À la fois projet communautaire et artistique, expérimentation web et long métrage traditionnel, la docufiction Épopée cherche à renouveler le format cinématographique tout en levant un peu plus le voile sur la vie quotidienne d'une partie cruellement défavorisée de la population montréalaise. Entrevue avec le cinéaste Rodrigue Jean, à la tête du projet epopee.me.

Le réalisateur de Full Blast, Lost Song et Hommes à louer n'en avait pas fini avec le sujet d'un de ses derniers films, la prostitution masculine. Ni avec la business du cinéma, que Jean sent être à un tournant.

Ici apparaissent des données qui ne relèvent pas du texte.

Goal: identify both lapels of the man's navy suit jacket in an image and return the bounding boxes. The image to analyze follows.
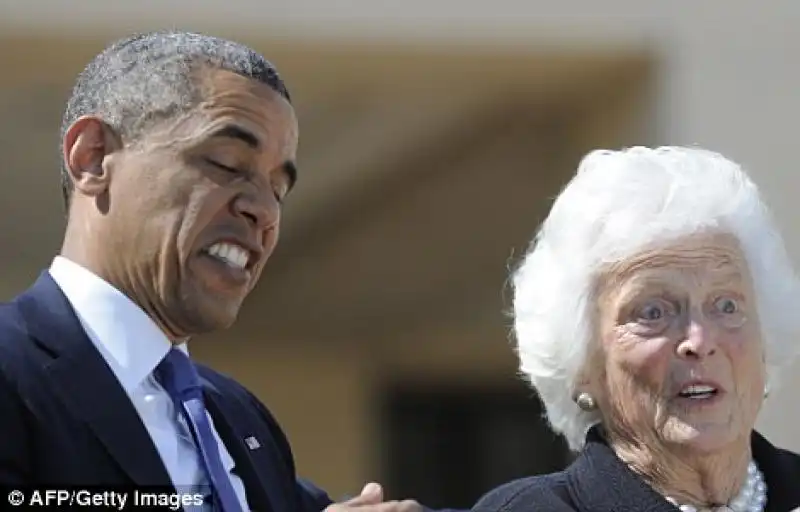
[15,272,292,512]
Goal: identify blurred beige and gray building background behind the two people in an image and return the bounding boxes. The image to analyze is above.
[0,0,800,506]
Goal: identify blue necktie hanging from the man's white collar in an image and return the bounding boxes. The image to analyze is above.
[154,348,242,512]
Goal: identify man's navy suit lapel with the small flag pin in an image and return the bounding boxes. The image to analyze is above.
[203,379,293,512]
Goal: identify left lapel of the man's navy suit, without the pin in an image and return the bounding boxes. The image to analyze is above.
[17,272,171,485]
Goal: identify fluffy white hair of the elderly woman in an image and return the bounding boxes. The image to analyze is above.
[513,147,800,450]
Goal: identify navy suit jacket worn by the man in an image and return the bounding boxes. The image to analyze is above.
[0,273,344,512]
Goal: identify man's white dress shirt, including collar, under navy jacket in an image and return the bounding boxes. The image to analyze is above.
[50,256,249,510]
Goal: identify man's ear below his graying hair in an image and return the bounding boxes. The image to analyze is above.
[63,116,121,197]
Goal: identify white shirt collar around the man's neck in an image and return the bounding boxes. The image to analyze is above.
[50,256,186,395]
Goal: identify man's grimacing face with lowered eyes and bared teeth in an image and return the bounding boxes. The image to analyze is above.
[96,70,298,335]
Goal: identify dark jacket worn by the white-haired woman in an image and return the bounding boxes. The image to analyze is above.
[472,427,800,512]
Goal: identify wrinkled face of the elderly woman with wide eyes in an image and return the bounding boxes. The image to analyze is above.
[593,234,765,451]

«L'idée avec ce projet était aussi d'anticiper ce qui s'en vient en cinéma, explique-t-il. Il m'apparaît assez clairement que ce qui s'est passé avec la musique au tournant des années 2000, avec la migration vers le web, est en train de se produire avec les films», soit la dématérialisation et les bouleversements économiques qui en découlent. «Le cinéma ne sera plus jamais pareil.»

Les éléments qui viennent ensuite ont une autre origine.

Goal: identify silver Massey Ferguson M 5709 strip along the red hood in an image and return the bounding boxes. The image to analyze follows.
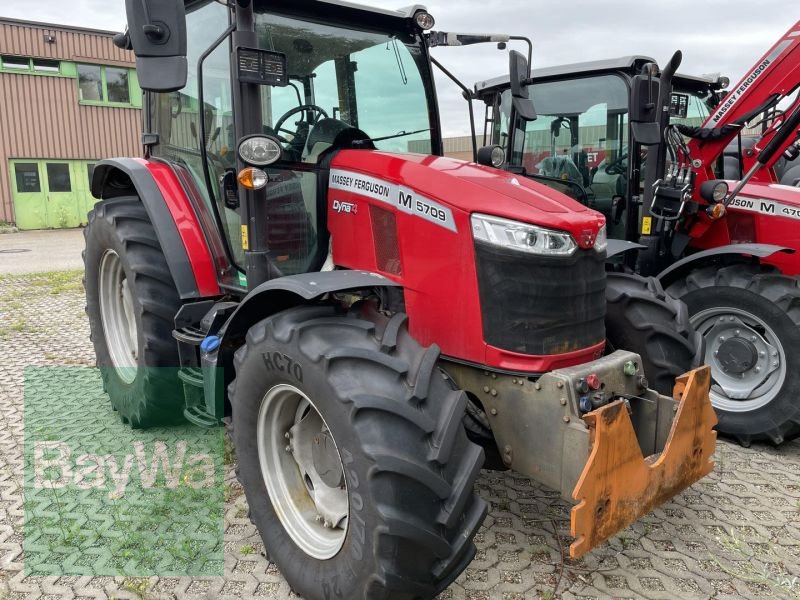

Sur le site epopee.me, Rodrigue Jean et sa tribu de créateurs distribuent désormais eux-mêmes leurs courts métrages, une démarche visant à mettre en images «une communauté vivant l'exclusion en raison de la pauvreté, de la toxicomanie, de l'itinérance et de la prostitution». Les spectateurs ont le loisir d'y visionner le matériel qui a ensuite servi à constituer Épopée le long métrage, des images classées en deux catégories: Trajets, pour les clips documentaires, et Fictions.

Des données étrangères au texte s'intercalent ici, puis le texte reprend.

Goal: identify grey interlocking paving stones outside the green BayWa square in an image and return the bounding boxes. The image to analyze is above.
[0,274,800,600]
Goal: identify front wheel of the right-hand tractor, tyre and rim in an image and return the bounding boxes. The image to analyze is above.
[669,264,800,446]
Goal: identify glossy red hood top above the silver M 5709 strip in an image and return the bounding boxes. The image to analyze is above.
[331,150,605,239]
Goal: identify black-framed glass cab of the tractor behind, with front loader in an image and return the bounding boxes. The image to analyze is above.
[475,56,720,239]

«Jusqu'à récemment, les distributeurs locaux assuraient la présence du cinéma d'ici et d'ailleurs sur les écrans au Québec, mais les règles ont changé et ce sont les multinationales qui font la distribution. Quand mon film Full Blast est sorti [en 1999], il a tenu l'affiche pendant quatre mois et demi. Aujourd'hui, ce ne serait plus possible», déplore-t-il.

Aussi, «dès que ça touche au travail du sexe, à la toxicomanie, il y a beaucoup de contrôle qui se fait [de l'extérieur] sur le plan de la forme», comme ce fut le cas avec Hommes à louer. Le réalisateur a désavoué la version éditée pour la télévision de son oeuvre, qui durait originalement près de 2h30. Ainsi, le projet web assure une distribution libre de l'oeuvre et, de surcroît, une totale liberté de contenu.

«Pour la version télé d'Hommes à louer, il a fallu se plier à des impératifs commerciaux. Or, si le film était long, c'est justement parce qu'il fallait donner la chance à ces gens-là de s'expliquer.»

Des sujets touchants

Et c'est là précisément l'objectif d'Épopée: donner une voix à ces hommes qui vivent dans des conditions misérables. Au début, rappelle Jean, Épopée ne devait être qu'un projet d'écriture, un travail de fiction en collaboration avec son équipe de jeunes cinéastes et les hommes qui participent audit atelier, mené avec un organisme social du quartier. «Peu à peu, certains d'entre eux ont exprimé le désir qu'on les montre au quotidien. Qu'on montre ce qu'ils vivent.»

Soyons clairs, ce n'est pas joli. Épopée le film est composé de cinq ou six tableaux mélangeant fiction et documentaire «jusqu'à ce qu'il soit difficile de distinguer l'un de l'autre - c'est au spectateur de décider», indique Jean. Ces tableaux montrent les sujets raconter leur vie d'enfer, de misère, de crack, de détresse. Des hommes qui se livrent sans pudeur, sans honte. Vulnérables.

Touchants, aussi. Filmée en numérique, l'oeuvre nous fait voir leur intimité. La caméra est toujours près des personnages, plus vrais que nature; même les quelques acteurs recrutés se fondent dans les passages rédigés de ce film plus qu'à moitié documentaire.

Glauque et terrible, Épopée n'est donc pas dépourvu de tendresse. On pense aux hommes qui gravitent autour de Papy, le vieux sage qui fume sa pipe de crack chez lui lorsqu'il n'est pas dans la rue à discuter, affable, avec les passants qui lui filent leur monnaie. Ou à Danny (un des personnages d'Hommes à louer), d'une attachante candeur dans ce film aux images et au discours incroyablement durs.

«Je crois que, pour eux, se montrer tels qu'ils sont est une manière de valoriser leur existence, estime Rodrigue Jean. C'est sûr qu'il y a une charge émotive forte liée à ces images, à ces gens et à ce qu'ils vivent. Mais c'est aussi le but du projet: changer notre perception d'eux.»